Woodrow Wilson started the trend. Before he ran for president in 1912, Wilson was a scholar of factional politics at Princeton University. He won the White House in part by attacking the object of his expertise. Many presidential wannabes since then have followed Wilson's lead and lambasted "special interests" as a way of demonstrating how much they care about the rest of us.
This year's vitriol against lobbyists by Sens. John McCain and Barack Obama, therefore, is not new. But it is different in one respect. It is, more than in the past, indiscriminate. The candidates go after anyone who registers to lobby in Washington, without regard to who or what the lobbyist represents.
And that has rankled in the nation's capital. After all, is every lobbyist the same?
Wilson and other lobbyist-bashers of the past made a distinction between the corporate lobbyists they disdained and other, more sympathetic petitioners of government.
But Obama doesn't permit any kind of federally registered lobbyists to give money to his campaign or to the Democratic National Committee. McCain has forced lobbyists to leave his staff and has required lobbyist volunteers to stay away from his offices and disclose their clients to the campaign.
Those kinds of actions and the candidates' harsh words about lobbyists annoy Wayne Pacelle, president of the Humane Society of the United States.

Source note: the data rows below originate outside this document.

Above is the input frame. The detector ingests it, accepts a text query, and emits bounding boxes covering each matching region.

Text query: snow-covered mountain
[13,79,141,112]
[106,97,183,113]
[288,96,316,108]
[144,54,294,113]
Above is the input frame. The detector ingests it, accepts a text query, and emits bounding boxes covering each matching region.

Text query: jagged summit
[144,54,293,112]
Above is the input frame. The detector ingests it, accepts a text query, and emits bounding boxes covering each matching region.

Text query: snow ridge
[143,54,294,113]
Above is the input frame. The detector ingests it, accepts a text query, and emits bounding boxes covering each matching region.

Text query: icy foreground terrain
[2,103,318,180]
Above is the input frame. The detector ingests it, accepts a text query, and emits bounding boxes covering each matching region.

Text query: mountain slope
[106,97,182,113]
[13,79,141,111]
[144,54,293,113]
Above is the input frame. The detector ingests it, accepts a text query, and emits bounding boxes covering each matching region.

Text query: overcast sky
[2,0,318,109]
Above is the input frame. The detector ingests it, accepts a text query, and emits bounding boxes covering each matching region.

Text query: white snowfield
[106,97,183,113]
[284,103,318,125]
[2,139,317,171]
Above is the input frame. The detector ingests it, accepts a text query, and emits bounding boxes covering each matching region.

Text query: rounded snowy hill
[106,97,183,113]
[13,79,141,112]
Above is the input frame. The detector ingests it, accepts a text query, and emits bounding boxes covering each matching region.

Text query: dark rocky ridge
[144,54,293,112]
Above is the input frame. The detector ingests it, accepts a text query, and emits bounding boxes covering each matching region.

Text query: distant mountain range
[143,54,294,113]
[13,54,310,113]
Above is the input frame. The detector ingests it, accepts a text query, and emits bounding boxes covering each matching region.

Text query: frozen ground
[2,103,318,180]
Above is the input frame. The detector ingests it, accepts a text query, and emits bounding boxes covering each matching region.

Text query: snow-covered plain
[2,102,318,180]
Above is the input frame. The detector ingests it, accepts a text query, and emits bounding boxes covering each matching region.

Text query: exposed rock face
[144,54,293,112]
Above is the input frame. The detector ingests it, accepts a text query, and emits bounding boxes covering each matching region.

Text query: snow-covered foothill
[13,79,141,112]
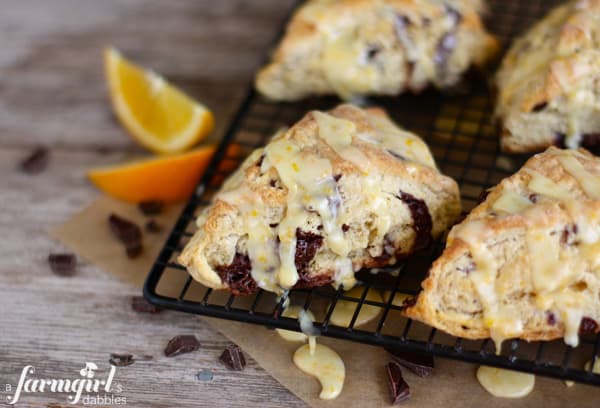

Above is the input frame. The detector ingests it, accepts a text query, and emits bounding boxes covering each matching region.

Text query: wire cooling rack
[144,0,600,385]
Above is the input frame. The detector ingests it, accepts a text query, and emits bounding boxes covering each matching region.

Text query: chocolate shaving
[396,191,433,252]
[138,200,164,215]
[108,353,135,367]
[219,344,246,371]
[108,214,143,258]
[19,147,50,174]
[385,347,434,378]
[146,220,162,234]
[48,254,77,276]
[131,296,162,314]
[385,361,410,404]
[579,317,598,334]
[165,335,200,357]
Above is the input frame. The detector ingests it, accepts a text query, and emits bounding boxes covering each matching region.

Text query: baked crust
[256,0,498,101]
[496,0,600,153]
[178,105,460,294]
[404,147,600,345]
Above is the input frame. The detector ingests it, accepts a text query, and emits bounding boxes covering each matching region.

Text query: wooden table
[0,0,305,407]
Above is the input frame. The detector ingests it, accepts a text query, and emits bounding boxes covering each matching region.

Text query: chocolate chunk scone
[256,0,497,101]
[179,105,460,294]
[405,147,600,347]
[496,0,600,154]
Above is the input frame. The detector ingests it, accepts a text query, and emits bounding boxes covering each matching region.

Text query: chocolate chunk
[385,347,434,377]
[531,102,548,112]
[108,353,135,367]
[581,133,600,156]
[560,224,578,245]
[294,228,331,288]
[396,191,433,251]
[131,296,162,313]
[48,254,77,276]
[219,344,246,371]
[385,361,410,404]
[579,317,598,334]
[108,214,143,258]
[386,149,406,161]
[433,32,456,77]
[146,220,162,234]
[19,147,50,174]
[165,335,200,357]
[446,4,462,26]
[215,253,258,295]
[138,200,164,215]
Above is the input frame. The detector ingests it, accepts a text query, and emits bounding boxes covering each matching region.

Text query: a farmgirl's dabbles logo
[5,363,127,405]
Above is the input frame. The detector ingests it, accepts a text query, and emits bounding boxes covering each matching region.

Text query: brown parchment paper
[50,198,600,408]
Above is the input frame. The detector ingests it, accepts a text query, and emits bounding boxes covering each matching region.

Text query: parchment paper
[50,198,600,408]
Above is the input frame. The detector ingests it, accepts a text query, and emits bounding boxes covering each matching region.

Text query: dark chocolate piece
[215,253,258,295]
[385,361,410,404]
[19,146,50,174]
[108,353,135,367]
[397,191,433,252]
[48,254,77,276]
[146,220,162,234]
[560,224,578,245]
[294,228,331,288]
[108,214,143,258]
[165,335,200,357]
[385,347,434,377]
[138,200,164,215]
[131,296,162,314]
[579,317,598,334]
[219,344,246,371]
[477,189,490,204]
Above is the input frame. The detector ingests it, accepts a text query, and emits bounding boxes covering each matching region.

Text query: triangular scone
[179,105,460,294]
[256,0,497,101]
[496,0,600,152]
[405,147,600,346]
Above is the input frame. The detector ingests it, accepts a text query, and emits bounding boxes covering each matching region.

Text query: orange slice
[104,47,214,153]
[88,146,220,203]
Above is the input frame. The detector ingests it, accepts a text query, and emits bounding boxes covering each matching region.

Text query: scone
[179,105,460,294]
[256,0,497,101]
[405,147,600,347]
[496,0,600,152]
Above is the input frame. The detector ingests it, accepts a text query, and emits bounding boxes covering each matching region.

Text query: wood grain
[0,0,305,407]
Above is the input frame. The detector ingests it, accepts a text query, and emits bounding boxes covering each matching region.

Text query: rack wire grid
[144,0,600,385]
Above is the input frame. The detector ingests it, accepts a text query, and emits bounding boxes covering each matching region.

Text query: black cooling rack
[144,0,600,385]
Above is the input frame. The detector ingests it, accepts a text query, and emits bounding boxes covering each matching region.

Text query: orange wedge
[104,47,214,153]
[88,146,220,203]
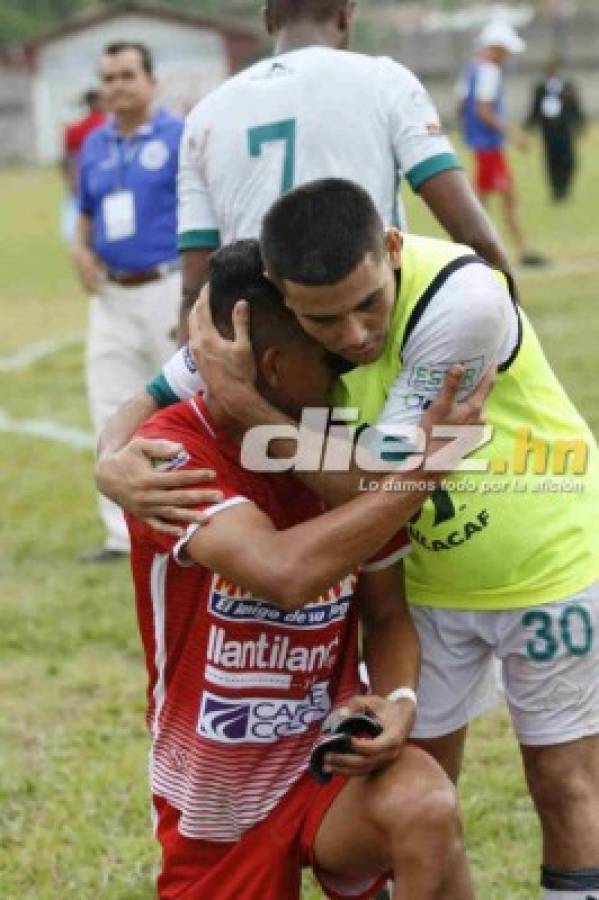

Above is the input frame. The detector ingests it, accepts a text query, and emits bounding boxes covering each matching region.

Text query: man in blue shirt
[73,42,183,562]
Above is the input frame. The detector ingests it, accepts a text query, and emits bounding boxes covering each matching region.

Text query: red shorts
[154,775,385,900]
[474,150,512,194]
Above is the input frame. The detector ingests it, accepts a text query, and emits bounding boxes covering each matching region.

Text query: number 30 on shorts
[522,603,593,662]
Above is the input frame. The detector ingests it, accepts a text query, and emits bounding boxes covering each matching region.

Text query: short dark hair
[209,240,308,354]
[102,41,154,78]
[260,178,385,285]
[266,0,348,28]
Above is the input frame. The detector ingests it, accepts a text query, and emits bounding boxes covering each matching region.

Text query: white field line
[0,334,83,372]
[0,409,96,450]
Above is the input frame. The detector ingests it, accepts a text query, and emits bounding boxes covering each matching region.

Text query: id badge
[102,191,136,241]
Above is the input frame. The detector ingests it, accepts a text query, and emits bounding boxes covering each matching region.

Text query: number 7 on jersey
[248,119,295,193]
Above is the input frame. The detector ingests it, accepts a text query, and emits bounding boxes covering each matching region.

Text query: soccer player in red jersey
[128,241,482,900]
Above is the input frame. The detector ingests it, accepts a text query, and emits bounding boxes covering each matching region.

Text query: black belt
[106,262,179,287]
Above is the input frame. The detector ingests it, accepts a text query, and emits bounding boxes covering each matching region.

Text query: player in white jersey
[178,0,508,326]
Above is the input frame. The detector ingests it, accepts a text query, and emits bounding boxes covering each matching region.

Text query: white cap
[478,20,526,53]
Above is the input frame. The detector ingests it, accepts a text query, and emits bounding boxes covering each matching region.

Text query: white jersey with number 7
[178,46,459,250]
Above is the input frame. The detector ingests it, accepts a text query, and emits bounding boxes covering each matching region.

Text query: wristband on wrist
[385,687,418,706]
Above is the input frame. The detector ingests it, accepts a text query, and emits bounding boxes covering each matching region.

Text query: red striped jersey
[128,397,407,841]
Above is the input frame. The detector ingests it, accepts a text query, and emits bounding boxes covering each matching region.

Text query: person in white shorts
[73,42,183,563]
[178,0,509,332]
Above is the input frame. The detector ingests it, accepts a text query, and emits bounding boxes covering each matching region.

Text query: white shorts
[411,582,599,746]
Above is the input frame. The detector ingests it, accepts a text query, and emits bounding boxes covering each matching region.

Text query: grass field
[0,133,599,900]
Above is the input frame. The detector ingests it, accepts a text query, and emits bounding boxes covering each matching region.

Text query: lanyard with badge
[102,138,138,241]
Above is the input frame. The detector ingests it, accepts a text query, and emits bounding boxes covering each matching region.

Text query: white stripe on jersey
[150,553,169,740]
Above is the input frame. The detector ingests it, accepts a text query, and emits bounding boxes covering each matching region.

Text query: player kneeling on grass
[128,241,488,900]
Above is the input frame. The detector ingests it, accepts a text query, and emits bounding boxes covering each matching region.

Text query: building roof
[0,0,266,72]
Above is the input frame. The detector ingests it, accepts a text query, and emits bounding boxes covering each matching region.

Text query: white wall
[33,15,228,162]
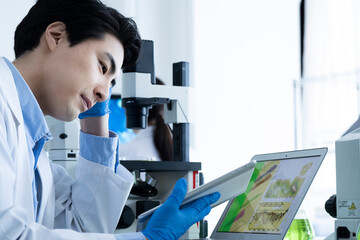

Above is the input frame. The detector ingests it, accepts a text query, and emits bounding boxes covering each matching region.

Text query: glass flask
[284,208,314,240]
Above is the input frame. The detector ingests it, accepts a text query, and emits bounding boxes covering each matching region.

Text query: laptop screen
[213,150,326,238]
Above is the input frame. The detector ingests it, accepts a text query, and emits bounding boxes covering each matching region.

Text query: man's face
[40,34,124,121]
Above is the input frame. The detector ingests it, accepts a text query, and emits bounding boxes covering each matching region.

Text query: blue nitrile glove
[79,88,112,119]
[143,178,220,240]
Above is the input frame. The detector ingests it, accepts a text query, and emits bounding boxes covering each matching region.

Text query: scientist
[0,0,219,240]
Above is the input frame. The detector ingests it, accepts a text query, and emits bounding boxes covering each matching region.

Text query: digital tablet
[181,161,256,208]
[138,160,256,227]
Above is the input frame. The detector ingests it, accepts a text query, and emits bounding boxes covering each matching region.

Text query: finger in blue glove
[143,178,220,240]
[79,88,112,119]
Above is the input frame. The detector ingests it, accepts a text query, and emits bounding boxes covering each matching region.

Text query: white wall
[0,0,35,61]
[194,0,300,232]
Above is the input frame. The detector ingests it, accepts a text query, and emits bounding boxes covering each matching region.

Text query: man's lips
[81,95,93,111]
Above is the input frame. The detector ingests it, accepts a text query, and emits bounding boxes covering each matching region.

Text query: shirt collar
[3,58,51,148]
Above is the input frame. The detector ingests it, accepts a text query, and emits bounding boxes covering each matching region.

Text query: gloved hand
[79,88,112,119]
[143,178,220,240]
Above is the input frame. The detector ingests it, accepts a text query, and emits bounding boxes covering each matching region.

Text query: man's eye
[111,79,116,87]
[100,62,107,74]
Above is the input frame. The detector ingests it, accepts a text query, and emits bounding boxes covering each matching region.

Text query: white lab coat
[0,58,138,240]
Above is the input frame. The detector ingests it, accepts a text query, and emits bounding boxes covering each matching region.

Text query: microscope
[110,40,203,238]
[325,128,360,240]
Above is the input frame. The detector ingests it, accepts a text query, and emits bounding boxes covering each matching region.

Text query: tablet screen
[217,156,319,234]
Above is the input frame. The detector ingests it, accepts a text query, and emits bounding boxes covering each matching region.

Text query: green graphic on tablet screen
[219,160,313,233]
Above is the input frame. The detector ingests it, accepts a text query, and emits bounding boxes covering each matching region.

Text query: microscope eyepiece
[125,106,151,129]
[122,98,170,129]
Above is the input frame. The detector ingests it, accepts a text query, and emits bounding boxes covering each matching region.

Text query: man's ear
[45,22,67,51]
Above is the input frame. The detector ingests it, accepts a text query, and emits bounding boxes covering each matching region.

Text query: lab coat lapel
[37,150,54,223]
[0,57,24,124]
[0,57,34,219]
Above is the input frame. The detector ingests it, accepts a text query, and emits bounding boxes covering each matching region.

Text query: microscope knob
[116,206,135,229]
[325,194,337,218]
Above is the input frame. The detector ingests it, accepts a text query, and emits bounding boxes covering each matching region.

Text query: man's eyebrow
[105,53,116,74]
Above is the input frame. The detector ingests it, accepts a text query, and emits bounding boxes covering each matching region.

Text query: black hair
[148,78,173,161]
[14,0,141,68]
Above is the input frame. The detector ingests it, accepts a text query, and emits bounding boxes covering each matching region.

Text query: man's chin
[50,111,79,122]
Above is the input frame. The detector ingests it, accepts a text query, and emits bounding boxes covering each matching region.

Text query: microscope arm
[122,72,194,123]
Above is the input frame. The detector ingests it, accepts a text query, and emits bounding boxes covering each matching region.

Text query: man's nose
[94,85,109,102]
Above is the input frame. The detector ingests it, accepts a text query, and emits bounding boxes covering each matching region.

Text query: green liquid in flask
[284,219,314,240]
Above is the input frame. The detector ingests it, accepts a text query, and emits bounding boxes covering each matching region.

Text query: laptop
[190,148,327,240]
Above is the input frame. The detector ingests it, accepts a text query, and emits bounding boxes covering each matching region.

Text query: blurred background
[0,0,360,237]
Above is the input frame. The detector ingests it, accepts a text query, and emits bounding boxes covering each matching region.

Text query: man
[0,0,219,240]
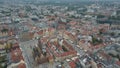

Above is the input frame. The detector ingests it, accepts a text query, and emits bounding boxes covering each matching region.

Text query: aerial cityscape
[0,0,120,68]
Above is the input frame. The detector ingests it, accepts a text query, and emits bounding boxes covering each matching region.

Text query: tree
[110,32,115,36]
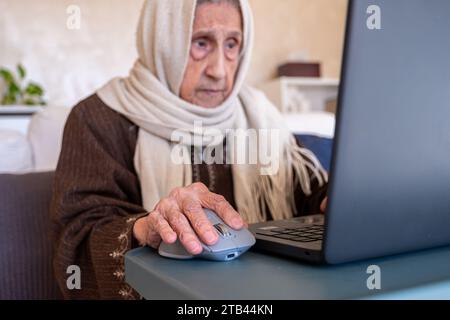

"All lobbyists are not the same," he said. "While special interest lobbyists outnumber socially responsible lobbyists by a major factor, there are many lobbyists who do remarkable work for the public good."
To think and say otherwise, he added, is "typical campaign demagoguery."
Gary D. Bass, president of OMB Watch, a nonprofit group that pushes for government accountability, agrees that public interest lobbyists are being unfairly besmirched. Why should groups that try to eradicate disease or protect animals be attacked as, essentially, un-American?
"It's an honorable tradition and something that's essential to the fabric of our democracy," Bass said. "The real problem that needs to be discussed here is the influence of money, not lobbying."
Sister Simone Campbell also thinks the attacks are misguided. She is a registered lobbyist for -- and executive director of -- Network, an advocacy group founded in 1971 by 47 Roman Catholic nuns. She and her colleagues lobby for humanitarian causes -- improved conditions for immigrants and reconstruction of Iraq.